De acordo com Aurélio, Margarida chegou no abrigo da EPTC por conta de maus tratos. Pretinho e Rosilho foram pegos soltos em via pública.

“Sempre gostei de cavalos, minhas filhas Laura, de 16 anos, e Bruna, de 14 anos, andam com eles quando vão para lá e fazem cavalgadas dentro do sítio mesmo, que é bem grande. Elas se divertem”, garante. Mesmo apaixonado por animais, por ora, ele não espera aumentar o número de cavalos adotados. “Temos outros bichos para dividir o pasto. Por enquanto tem pasto suficiente para todos”, destaca.

Assessora da EPTC e protetora de animais, Bárbara Derenji Pias Amaral observa que o custo por animal gira em torno de R$ 80,00 por semana com ração, custo que pode variar conforme a marca do alimento. Os cavalos precisam de água fresca sempre e de muito pasto. Se não tiver, pode ser ração combinada com pasto.
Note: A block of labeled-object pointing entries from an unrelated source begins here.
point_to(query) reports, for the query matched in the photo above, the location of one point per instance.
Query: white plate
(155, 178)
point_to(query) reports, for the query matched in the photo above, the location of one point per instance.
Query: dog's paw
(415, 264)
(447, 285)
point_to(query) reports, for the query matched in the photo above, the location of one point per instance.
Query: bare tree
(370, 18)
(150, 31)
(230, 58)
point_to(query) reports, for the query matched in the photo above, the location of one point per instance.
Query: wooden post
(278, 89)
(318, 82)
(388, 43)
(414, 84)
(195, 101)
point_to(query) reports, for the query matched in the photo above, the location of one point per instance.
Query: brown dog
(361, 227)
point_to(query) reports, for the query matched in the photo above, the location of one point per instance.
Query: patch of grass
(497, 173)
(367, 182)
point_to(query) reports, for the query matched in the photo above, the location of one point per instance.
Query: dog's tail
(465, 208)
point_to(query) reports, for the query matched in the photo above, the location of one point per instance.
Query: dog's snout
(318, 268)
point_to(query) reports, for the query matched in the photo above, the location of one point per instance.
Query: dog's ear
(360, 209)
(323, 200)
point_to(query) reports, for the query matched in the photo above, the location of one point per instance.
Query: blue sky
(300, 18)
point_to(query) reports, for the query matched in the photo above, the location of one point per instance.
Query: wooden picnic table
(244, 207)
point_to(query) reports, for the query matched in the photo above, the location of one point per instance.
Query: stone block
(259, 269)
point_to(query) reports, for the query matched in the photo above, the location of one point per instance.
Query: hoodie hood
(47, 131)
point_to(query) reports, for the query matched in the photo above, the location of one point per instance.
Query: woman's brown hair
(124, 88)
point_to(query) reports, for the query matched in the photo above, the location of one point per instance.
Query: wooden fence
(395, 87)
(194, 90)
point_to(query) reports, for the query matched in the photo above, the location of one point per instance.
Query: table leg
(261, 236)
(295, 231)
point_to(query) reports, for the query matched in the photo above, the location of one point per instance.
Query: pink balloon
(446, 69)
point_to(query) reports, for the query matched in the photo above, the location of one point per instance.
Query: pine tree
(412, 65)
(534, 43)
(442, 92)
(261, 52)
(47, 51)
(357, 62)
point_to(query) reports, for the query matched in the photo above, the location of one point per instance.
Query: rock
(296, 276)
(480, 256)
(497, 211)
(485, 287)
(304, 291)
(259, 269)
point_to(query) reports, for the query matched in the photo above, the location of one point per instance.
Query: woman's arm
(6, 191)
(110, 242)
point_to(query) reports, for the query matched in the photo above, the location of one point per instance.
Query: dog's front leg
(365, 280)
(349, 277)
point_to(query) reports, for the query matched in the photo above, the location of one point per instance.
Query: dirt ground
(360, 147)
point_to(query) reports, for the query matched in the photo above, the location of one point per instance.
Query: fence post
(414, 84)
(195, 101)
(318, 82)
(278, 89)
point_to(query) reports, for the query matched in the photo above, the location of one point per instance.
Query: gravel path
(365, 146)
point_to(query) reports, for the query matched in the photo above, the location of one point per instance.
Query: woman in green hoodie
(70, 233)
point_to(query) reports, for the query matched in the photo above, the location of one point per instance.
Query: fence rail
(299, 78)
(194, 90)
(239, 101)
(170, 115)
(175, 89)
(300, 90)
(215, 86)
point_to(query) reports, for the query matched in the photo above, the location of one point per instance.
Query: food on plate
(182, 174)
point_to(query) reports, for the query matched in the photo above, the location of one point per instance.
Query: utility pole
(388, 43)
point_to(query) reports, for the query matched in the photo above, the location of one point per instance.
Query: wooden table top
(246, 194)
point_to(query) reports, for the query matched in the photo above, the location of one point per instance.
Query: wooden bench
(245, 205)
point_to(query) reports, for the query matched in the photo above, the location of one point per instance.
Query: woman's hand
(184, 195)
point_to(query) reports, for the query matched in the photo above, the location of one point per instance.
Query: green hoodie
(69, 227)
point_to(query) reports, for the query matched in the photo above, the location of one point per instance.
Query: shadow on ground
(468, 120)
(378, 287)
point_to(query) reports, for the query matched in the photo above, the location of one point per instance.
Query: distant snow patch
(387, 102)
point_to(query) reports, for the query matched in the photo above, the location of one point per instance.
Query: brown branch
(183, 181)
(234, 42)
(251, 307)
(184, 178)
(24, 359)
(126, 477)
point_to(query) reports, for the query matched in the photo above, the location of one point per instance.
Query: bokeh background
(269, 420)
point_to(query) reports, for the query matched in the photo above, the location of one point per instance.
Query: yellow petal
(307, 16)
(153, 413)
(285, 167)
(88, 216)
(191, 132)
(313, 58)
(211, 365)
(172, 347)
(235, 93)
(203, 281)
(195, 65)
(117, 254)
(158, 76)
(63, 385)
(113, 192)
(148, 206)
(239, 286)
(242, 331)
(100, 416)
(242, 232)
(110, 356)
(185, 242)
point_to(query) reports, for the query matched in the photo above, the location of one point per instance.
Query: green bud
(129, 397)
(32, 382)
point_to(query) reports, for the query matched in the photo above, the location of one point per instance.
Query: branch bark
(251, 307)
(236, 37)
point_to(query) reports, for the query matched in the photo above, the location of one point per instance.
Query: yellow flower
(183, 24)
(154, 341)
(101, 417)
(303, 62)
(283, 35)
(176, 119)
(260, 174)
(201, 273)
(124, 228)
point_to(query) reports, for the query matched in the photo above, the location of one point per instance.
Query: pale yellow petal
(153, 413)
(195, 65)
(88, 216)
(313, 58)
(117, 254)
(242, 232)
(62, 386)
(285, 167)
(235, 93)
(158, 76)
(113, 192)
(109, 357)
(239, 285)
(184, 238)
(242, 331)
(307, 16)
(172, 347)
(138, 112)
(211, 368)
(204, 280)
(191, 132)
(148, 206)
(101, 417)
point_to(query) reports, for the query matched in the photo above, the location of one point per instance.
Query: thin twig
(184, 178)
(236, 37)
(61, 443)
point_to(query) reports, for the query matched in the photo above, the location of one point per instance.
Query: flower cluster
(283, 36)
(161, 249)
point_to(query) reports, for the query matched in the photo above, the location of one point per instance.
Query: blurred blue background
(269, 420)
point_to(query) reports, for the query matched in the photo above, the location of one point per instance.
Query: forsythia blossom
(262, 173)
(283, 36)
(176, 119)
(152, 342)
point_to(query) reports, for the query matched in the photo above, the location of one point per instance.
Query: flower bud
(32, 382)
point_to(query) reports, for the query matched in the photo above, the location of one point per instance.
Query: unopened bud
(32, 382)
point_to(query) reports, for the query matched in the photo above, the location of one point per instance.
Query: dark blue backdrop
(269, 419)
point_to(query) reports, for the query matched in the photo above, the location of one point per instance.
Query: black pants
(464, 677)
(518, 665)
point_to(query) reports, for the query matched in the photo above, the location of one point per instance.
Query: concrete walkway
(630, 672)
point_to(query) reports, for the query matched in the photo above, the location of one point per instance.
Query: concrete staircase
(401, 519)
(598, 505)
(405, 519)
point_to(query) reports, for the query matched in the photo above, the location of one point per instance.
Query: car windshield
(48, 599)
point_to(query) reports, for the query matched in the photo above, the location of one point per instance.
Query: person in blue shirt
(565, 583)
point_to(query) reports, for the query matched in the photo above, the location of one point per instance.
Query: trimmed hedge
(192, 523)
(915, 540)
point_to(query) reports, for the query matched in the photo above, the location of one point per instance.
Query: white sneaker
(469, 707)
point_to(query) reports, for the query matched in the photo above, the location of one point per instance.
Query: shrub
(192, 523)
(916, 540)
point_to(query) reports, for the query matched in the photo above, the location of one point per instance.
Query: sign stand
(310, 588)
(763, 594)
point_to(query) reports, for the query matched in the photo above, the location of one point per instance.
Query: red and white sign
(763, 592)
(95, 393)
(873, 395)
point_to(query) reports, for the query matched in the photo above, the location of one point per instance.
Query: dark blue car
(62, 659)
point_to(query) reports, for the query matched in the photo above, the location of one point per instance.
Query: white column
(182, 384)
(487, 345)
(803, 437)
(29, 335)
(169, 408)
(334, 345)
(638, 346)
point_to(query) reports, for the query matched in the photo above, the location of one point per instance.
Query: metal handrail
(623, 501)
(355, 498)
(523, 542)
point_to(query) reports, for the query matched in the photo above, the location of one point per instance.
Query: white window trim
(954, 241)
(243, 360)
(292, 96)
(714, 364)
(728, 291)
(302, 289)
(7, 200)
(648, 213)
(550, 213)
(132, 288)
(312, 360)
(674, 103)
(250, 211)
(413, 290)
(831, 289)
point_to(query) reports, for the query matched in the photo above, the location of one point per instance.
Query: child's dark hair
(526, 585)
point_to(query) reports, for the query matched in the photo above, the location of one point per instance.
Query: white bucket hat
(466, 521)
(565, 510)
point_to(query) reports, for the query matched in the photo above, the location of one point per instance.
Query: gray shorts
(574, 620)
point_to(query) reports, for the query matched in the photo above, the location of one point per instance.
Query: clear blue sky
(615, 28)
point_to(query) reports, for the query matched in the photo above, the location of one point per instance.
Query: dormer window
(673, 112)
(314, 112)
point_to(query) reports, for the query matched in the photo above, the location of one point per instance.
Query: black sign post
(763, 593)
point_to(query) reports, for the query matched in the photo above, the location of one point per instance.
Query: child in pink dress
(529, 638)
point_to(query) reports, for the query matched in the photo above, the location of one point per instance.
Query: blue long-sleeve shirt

Para atender a demanda no tratamento dos animais, a EPTC tem uma parceria com a Faculdade de Veterinária da Universidade Federal do Rio Grande do Sul (UFRGS), que oferece programas para castração e cirurgias.

“A gente não consegue atender todos os animais com a UFRGS, mas algumas a faculdade nos libera porque colocam o cavalo em aula. Por exemplo, estão precisando fazer uma aula de castração, a gente tem uma fila aqui de cavalos que precisam ser castrados e a gente encaminha esse cavalo e ele entra em aula. A gente não tem custo em relação a isso, apenas deslocamento”, explica. Mas em alguns casos o custo é tão alto que nem a faculdade consegue oferecer ajuda. “A gente tem um cavalo com um tumor que a gente não conseguiu nada para ele. Não se sabe ainda o que vai fazer, porque valor é muito alto e a gente não tem condições”, frisa.

Bárbara afirma que o número de adoções apresenta queda principalmente nos meses de janeiro e fevereiro. Divulgar a adoção é importante para a gente, porque em janeiro e fevereiro não são meses bons para adoção, tem muita gente na praia. Mas nunca ficou um número excessivo de animais, a gente tem entrada e saída, mas a gente procura ir atrás do adotante também. É rotativo. Alguns ficam, como o Ceguinho, porque não tem como doar o cavalo cego dos dois olhos, a menos que aparecesse a pessoa perfeita”, observa.